# Thin Fur



## BoxerParty (Nov 9, 2011)

So, as I've mentioned before, Malcolm lost a bunch of weight over Xmas (he was 53 lbs, lost 8 lbs). The weight is coming back on, and he looks otherwise healthy (SUPER shiny coat and well-muscled - I've attached a pic!) but his fur on this legs and belly is noticeably thin.

He did have demodex in early fall, but has since had two negative skin scrapings, so I don't think that's the problem. Also, the hair loss doesn't isn't patchy like demodex - it's generalized thinning rather than spots of baldness.

Is it possible that something is missing from his diet that I should add? He's currently eating chicken quarters (skin on) and turkey necks/breast, and we're going to add duck in shortly. I have both fish (herring, sardines, salmon) and venison/moose that I could add (but don't want to rush proteins, obviously). Any thoughts?

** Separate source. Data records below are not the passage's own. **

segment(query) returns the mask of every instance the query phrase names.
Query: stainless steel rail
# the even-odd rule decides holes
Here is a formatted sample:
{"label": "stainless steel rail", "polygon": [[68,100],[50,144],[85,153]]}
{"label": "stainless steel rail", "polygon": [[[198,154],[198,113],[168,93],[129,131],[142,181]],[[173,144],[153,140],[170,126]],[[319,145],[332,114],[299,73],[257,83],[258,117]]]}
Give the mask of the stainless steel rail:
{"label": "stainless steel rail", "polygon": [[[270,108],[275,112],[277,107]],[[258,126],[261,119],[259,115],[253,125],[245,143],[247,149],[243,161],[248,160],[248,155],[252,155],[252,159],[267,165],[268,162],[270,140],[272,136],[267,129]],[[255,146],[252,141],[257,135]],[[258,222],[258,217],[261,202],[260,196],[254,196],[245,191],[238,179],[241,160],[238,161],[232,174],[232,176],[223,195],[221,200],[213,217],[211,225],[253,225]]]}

Handsome, shiny and muscular Malcolm! (with bonus Lila :wink: )


----------



## whiteleo (Sep 7, 2008)

Have you added in a fish oil supplement to his diet?


----------



## naturalfeddogs (Jan 6, 2011)

How much of the fish has he been eating? Maybe you could add some fish oil?


----------



## naturalfeddogs (Jan 6, 2011)

​Dang! LOL! Whiteleo you beat me to it! LOL!


----------



## BoxerParty (Nov 9, 2011)

No fish oil. I have some capsules I could give him...or I could feed him the fish.


----------



## naturalfeddogs (Jan 6, 2011)

Oil capsules are fine. Thats what I use.


----------



## DaneMama (Jun 27, 2008)

I'd give them both :thumb:

Also how much red meat does he usually get in your rotation?


----------



## magicre (Apr 7, 2010)

he may well need more fat...and fish and red meat.


----------



## BoxerParty (Nov 9, 2011)

DaneMama said:


> I'd give them both :thumb:
> 
> Also how much red meat does he usually get in your rotation?


Will do!

Red meat hasn't been added yet (we started the transition over after Xmas since both got all digestively out of sorts while I was away). They seem to be doing reasonably well, so I could add in some of the venison/moose that I have if that would help.


----------



## magicre (Apr 7, 2010)

BoxerParty said:


> Will do!
> 
> Red meat hasn't been added yet (we started the transition over after Xmas since both got all digestively out of sorts while I was away). They seem to be doing reasonably well, so I could add in some of the venison/moose that I have if that would help.


i remember you had had some problems...

have you added pork yet? 

because with your dogs, i'd be adding red meats a finger nail size at a time...and slowly increase....

it took close to two years before my dogs finally 'got' it.....some of it was me, and some was aging dog, and some i blame squarely on the pug, for he gets all the blame and doesn't care.

now, my dogs are gaw-jus and it'll be two years in march i think.


----------



## xellil (Apr 4, 2011)

Before we started raw, Snorkels had a very nice coat - after we started raw, alot of her coat fell out. She was bald on her ears, her tail, tummy, rear end and hind legs.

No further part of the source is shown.